Dozens of high school teams compete in Hopkins Hustle at Twin City Polo Club
Photos by Sean Miner
By Sean Miner
Instead of horses and their polo-playing riders, the sprawling fields of Twin City Polo Club hosted hundreds of a different sort of athlete on May 7 and 8. As part of the Hopkins Hustle ultimate Frisbee tournament, dozens of high school teams competed on a patchwork of fields, marked off by cones.
Not to be confused with the more docile Frisbee golf, ultimate Frisbee is a fast-paced sport that combines elements of football, soccer and basketball, centered around a plastic disc instead of a ball.
Teams of seven players work the disc up the field, hoping to score by passing to a teammate in the endzone, much like football.
Unlike in football, the player holding the disc can’t run, required to keep one foot anchored to the ground, much like setting a pivot in basketball. This makes passing the name of the game.
The defending team seeks to block or intercept passes. If the disc touches the ground, it’s turned over to the defending team, who then begin passing down the field toward the other endzone.
With more high schools and colleges starting both boys and girls teams throughout the country every year, ultimate Frisbee is also gaining a playerbase abroad.

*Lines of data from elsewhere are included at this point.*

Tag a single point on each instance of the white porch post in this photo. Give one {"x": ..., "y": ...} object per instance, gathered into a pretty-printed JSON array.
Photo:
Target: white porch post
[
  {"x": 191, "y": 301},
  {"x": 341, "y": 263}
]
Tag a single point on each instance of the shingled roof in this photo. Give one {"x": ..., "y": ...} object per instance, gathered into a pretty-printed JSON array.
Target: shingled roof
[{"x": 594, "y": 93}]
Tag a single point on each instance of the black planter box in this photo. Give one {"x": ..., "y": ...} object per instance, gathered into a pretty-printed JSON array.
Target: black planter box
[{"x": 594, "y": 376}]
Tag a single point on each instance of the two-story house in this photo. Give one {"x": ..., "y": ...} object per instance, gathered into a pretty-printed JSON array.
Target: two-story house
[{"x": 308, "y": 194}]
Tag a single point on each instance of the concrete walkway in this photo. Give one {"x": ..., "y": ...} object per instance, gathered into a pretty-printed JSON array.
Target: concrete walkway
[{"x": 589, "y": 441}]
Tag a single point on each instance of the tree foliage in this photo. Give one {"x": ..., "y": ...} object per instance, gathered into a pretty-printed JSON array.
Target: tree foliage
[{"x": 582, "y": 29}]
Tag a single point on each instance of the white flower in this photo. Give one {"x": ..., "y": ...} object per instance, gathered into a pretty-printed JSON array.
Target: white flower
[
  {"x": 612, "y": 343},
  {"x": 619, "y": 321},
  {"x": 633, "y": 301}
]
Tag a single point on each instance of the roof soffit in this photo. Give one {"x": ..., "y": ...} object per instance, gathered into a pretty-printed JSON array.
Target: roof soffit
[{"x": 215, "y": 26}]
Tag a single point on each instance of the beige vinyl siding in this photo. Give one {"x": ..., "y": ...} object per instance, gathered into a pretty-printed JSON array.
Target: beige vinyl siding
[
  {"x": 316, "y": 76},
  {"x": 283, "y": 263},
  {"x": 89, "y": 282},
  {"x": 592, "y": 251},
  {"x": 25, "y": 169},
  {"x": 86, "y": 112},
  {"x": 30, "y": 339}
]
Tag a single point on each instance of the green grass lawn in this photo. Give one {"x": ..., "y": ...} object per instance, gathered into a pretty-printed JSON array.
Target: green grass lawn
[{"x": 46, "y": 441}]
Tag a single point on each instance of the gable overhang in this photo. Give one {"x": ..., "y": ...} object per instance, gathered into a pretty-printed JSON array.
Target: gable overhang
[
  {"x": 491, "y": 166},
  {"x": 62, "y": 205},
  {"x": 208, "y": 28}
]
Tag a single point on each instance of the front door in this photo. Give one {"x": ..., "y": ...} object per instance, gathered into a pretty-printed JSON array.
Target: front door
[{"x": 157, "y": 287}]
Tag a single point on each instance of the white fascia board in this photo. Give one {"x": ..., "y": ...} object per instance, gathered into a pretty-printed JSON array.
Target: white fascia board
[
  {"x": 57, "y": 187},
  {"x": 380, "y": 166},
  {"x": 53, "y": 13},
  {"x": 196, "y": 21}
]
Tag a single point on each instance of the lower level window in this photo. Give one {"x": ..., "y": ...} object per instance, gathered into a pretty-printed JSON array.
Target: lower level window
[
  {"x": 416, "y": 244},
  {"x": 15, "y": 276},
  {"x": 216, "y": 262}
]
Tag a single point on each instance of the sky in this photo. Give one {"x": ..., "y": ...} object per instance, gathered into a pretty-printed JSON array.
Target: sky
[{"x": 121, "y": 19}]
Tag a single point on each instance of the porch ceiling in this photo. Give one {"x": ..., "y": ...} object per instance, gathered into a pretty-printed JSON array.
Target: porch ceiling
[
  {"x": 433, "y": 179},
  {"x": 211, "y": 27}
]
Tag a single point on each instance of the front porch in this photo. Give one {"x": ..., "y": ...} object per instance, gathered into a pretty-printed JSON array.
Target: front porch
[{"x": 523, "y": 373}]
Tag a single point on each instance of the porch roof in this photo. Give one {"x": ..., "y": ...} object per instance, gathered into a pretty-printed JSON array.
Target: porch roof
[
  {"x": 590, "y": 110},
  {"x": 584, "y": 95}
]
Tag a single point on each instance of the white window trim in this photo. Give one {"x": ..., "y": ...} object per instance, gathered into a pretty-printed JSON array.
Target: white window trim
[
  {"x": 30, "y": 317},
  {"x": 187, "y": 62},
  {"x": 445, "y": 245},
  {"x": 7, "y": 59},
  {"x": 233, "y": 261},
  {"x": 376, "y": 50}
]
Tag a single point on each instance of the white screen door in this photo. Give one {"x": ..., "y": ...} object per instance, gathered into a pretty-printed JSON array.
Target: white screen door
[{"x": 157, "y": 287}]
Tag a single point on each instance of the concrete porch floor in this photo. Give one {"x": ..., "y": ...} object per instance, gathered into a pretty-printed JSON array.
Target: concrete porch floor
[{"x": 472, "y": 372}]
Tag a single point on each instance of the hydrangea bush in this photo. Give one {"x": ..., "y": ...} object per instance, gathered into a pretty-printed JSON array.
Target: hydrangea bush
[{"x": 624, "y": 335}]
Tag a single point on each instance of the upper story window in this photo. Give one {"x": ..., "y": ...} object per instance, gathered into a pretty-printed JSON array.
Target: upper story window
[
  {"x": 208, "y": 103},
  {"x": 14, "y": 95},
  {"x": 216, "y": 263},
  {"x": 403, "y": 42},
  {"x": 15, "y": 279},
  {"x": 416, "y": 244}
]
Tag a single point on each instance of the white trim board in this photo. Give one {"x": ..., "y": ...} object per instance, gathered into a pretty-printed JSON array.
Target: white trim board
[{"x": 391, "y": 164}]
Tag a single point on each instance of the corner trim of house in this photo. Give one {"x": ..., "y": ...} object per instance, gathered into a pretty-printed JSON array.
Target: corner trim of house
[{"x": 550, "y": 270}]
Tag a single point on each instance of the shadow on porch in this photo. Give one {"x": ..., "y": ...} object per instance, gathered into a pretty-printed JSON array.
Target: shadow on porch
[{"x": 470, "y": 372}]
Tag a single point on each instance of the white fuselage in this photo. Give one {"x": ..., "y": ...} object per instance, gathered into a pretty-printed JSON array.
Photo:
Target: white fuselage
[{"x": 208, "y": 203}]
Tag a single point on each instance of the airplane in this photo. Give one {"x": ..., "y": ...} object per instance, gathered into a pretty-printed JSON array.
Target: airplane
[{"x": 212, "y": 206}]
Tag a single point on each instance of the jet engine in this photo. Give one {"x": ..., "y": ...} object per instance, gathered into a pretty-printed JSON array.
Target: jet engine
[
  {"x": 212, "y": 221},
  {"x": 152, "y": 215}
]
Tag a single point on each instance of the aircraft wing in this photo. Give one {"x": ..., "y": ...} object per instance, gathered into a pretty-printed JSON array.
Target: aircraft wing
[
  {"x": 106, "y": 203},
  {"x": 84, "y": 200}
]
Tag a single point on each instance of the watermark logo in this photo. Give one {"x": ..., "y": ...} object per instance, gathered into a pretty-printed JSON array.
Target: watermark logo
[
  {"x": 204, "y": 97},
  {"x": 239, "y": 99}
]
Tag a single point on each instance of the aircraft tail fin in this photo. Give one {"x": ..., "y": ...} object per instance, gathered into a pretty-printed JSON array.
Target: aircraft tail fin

Teams in Europe, Asia and South America have popped up over the last several years.
Not taken particularly seriously for its first few decades of growth, the International Olympic Committee announced that it was eligible for inclusion as one of the roughly two dozen certified sports on display for the summer Olympics.
Among the reasons cited for this recognition was what is called the “spirit of the game.” Unlike any other sport, ultimate Frisbee has no referees, line judges or other officiants. Instead, players themselves call fouls and handle any resulting penalties.
That might sound unworkable to those with experience with other sports. However, simple rules, combined with a pervasive culture of respect, make it not only possible, but effective.